Bar-Yam, executive director of the nonprofit, became involved with milk sharing when she was pregnant with her third son in Israel. She donated her milk to a baby born premature, whose mother was unable to nurse.
Years later, she used stored milk to ease her father’s illness, believing in the healing powers of the substance.
“I knew that human milk has anecdotally been known to shrink tumors,” she said. “And I wanted to give [my father] more than I had [stored]. That’s when I discovered there was no milk bank in New England.”
In 2006, she gathered friends and neighbors in her Newton Centre living room to lay the foundations of what would become the Mothers Milk Bank of New England.
Marcia Marker Feld was at some of the first meetings of the group. The professor of city planning, who now works as treasurer for the nonprofit, wants to expand access to natural feeding. Feld had children in the time when women were discouraged from natural childbirth and nursing babies.
“I wanted to breastfeed,” she said. “But doctors were united against doing any such thing. They believed it would hurt the child’s immune system.” She got involved with the group to give mothers the option as to how they feed their child.
“There is an educational component to what the milk bank is doing,” she said. “We want to raise the awareness of women to know that they have these choices.”
Generally, mothers of premature babies have a more difficult time producing milk, and rely on milk bank programs to provide their children the nutrients they need to survive, Bar-Yam said.

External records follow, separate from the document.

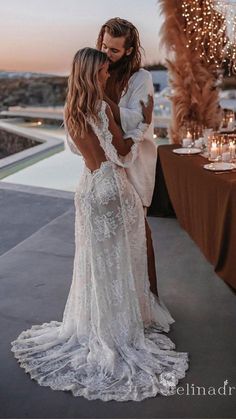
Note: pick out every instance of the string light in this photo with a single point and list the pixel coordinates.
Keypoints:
(210, 29)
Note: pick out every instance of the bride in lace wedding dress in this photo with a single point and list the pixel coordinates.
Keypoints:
(110, 343)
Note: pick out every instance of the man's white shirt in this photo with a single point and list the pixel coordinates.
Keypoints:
(142, 173)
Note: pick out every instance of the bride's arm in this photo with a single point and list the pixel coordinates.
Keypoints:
(123, 143)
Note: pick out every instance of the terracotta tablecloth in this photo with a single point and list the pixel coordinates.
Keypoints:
(204, 203)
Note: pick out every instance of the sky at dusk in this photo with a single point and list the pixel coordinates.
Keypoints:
(43, 35)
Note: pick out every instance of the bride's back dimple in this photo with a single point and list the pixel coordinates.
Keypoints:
(91, 150)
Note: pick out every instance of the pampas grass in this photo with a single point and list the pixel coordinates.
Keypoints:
(195, 99)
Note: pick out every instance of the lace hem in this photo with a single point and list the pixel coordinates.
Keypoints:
(131, 372)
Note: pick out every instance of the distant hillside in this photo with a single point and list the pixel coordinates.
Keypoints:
(31, 89)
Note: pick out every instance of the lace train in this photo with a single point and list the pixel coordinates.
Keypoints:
(110, 343)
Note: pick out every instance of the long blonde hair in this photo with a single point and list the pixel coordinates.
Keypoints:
(84, 92)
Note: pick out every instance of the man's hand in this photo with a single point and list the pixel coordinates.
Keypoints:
(148, 109)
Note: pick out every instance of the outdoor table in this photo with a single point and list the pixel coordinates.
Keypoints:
(204, 203)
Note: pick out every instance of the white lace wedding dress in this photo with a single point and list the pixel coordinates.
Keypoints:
(110, 343)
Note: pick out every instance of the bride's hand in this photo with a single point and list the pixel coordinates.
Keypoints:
(147, 109)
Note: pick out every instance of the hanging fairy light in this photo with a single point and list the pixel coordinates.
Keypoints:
(210, 29)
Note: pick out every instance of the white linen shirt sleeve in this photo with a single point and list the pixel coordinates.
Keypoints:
(140, 85)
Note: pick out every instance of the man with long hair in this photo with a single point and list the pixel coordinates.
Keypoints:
(128, 85)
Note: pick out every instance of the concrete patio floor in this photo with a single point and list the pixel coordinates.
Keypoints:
(36, 262)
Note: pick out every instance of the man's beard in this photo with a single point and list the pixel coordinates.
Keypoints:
(118, 64)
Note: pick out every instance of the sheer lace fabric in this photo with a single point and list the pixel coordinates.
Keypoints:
(110, 343)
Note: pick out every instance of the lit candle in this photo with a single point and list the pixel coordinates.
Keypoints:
(186, 142)
(231, 123)
(232, 149)
(214, 151)
(226, 156)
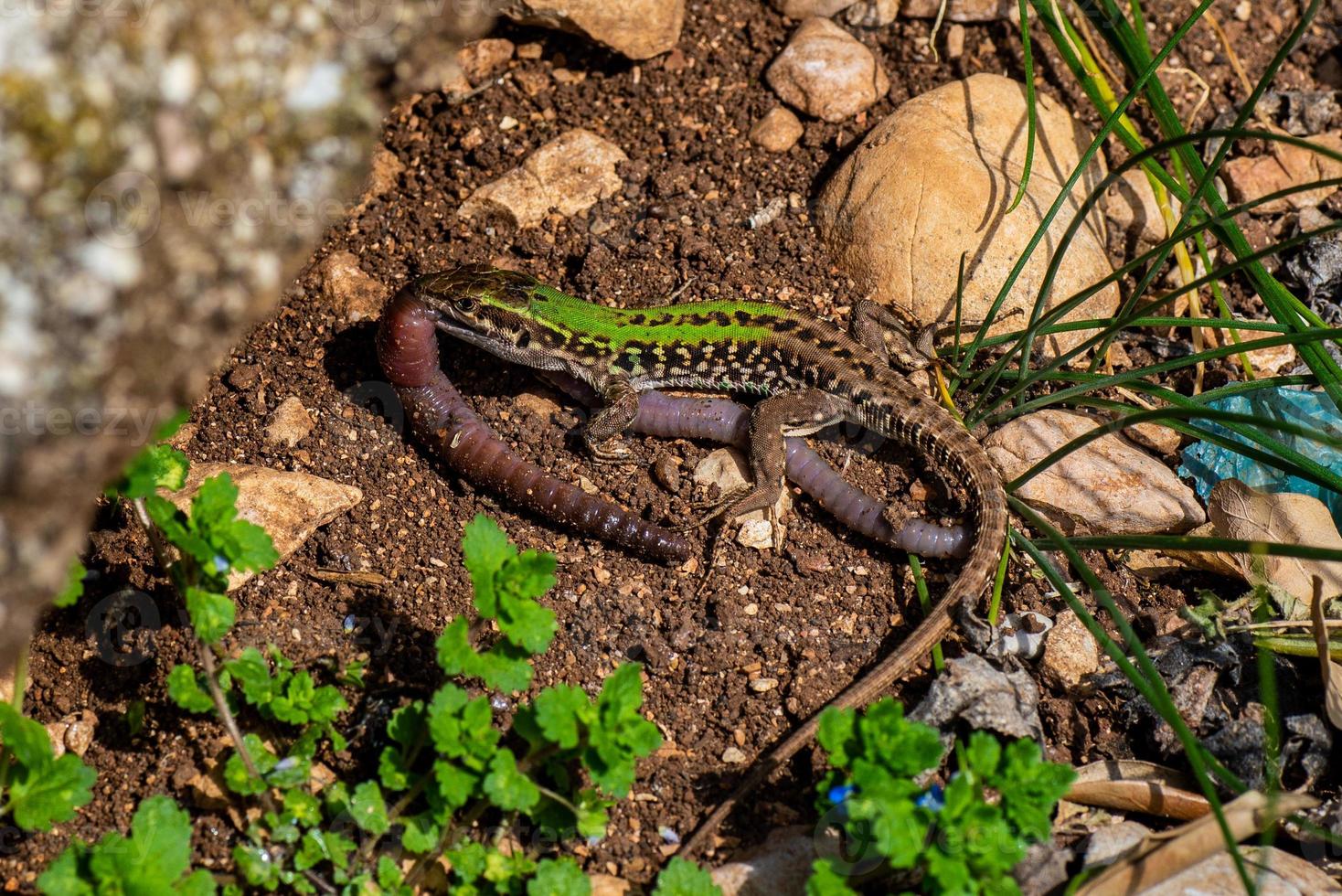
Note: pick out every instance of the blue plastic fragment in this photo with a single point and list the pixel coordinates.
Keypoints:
(1208, 464)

In 2006, about 350 babies were treated in the NICU at Newton-Wellesley Hospital, among them several very low birth weight (less than 3.5 pounds) and very preterm (before 32 weeks gestation) babies, Bar-Yam said.

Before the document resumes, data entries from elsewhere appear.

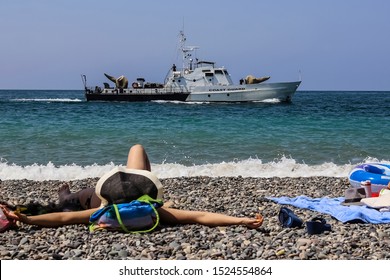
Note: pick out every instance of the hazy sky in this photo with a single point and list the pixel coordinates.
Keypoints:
(334, 44)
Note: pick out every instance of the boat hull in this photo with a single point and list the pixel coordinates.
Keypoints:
(124, 97)
(246, 93)
(239, 93)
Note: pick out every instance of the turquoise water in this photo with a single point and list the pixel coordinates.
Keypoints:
(58, 129)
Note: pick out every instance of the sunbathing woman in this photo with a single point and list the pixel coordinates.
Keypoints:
(87, 199)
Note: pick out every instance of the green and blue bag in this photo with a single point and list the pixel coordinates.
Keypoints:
(137, 216)
(130, 199)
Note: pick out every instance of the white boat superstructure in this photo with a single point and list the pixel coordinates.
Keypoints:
(197, 81)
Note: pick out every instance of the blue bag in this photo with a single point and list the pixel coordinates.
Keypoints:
(137, 216)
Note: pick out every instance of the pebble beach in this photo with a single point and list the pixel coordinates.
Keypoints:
(236, 196)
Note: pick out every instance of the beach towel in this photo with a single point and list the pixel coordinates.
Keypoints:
(333, 207)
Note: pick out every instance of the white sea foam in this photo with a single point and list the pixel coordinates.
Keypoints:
(248, 168)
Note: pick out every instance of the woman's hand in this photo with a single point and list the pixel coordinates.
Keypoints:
(253, 222)
(13, 216)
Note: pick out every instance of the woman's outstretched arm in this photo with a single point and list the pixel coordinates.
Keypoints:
(52, 219)
(176, 216)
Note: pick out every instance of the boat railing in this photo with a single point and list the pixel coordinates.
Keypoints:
(147, 91)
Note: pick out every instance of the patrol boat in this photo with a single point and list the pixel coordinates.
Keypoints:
(196, 81)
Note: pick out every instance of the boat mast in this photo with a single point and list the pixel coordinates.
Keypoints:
(186, 51)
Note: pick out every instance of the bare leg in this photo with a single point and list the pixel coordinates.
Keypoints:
(137, 158)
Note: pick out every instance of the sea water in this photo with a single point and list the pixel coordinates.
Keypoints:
(57, 135)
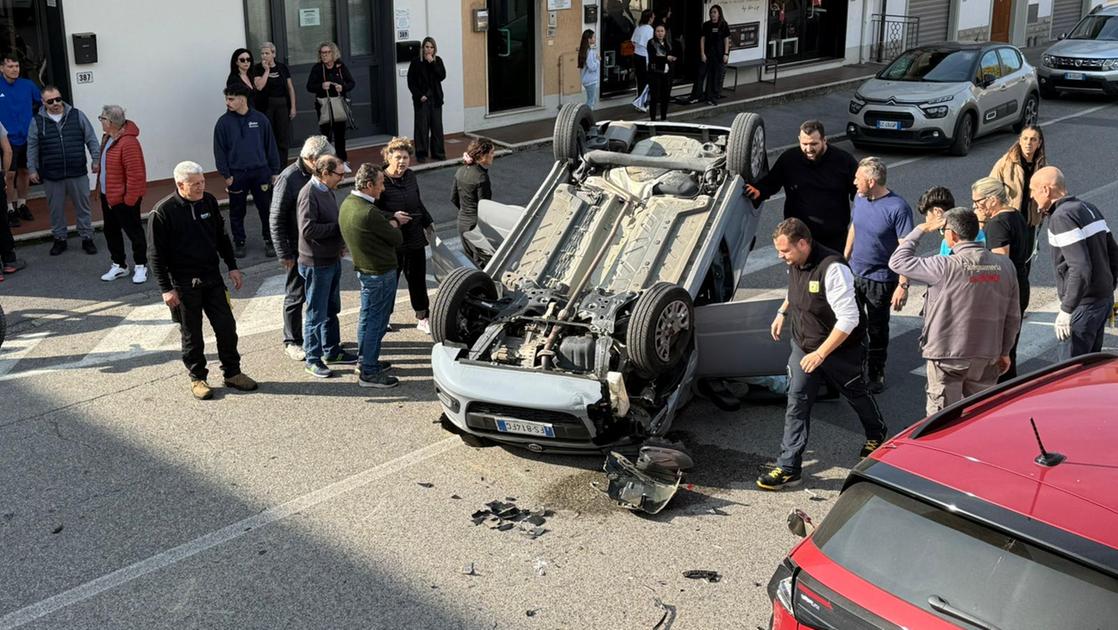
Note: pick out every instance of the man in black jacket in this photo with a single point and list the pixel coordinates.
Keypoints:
(817, 182)
(1086, 259)
(186, 237)
(285, 238)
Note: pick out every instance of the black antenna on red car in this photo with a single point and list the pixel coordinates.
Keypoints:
(1045, 458)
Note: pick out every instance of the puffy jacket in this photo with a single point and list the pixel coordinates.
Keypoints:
(57, 151)
(125, 172)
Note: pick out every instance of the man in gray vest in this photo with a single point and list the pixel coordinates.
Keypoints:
(57, 142)
(826, 346)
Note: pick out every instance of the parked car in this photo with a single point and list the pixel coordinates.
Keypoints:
(610, 292)
(1085, 59)
(944, 96)
(967, 519)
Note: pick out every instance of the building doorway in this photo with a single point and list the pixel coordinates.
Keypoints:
(34, 30)
(361, 29)
(511, 41)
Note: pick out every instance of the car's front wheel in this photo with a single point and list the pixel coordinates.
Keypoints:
(661, 328)
(964, 135)
(458, 312)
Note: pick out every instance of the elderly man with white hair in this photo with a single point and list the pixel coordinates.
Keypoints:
(121, 185)
(187, 241)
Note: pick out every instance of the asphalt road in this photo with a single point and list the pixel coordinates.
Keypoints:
(315, 504)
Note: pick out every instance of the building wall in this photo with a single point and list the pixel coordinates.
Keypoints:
(166, 67)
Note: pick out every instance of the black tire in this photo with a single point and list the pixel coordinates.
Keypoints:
(572, 125)
(661, 328)
(452, 317)
(964, 135)
(1030, 113)
(746, 153)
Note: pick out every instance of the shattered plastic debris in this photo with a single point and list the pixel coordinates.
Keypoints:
(504, 515)
(711, 576)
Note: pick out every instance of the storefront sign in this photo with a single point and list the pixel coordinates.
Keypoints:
(310, 17)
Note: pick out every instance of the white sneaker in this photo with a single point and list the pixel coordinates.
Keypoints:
(114, 271)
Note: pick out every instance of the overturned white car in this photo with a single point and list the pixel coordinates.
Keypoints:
(612, 292)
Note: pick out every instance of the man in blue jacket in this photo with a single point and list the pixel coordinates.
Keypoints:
(246, 155)
(57, 141)
(18, 99)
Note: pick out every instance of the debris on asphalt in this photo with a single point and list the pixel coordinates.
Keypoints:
(504, 515)
(711, 576)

“The effort involved in making safe banked milk available to our most vulnerable babies is a testament to the importance of human milk for all babies,” Bar-Yam said.
Asked why milk banks have been absent from New England, Ilene Fabisch, a lactation consultant, responded that there is not enough research to prove the benefit of human milk to developing babies.
Fabisch said that those communities that have established milk banks have recognized the advantage of natural milk.
“The benefits that breast milk provides can’t be matched by animals,” said Fabisch, who serves as clinical director to the milk bank in Newton. “Babies were biologically devised to receive human milk. It benefits the immune system tremendously.”
Recognizing a need in the area, Bar-Yam approached Mayor David Cohen to inquire about a temporary space she could launch the bank. She had researched hospitals, but learned that many were short on space and not as accessible as other locations. Cohen immediately suggested the Carr School, which will have space available through August 2009.
“This is not a permanent space,” Bar-Yam said, looking around her at the empty classroom. “We don’t know the fate of this school.” She added, “But, we are an important community resource, and I am excited to start here in Newton.”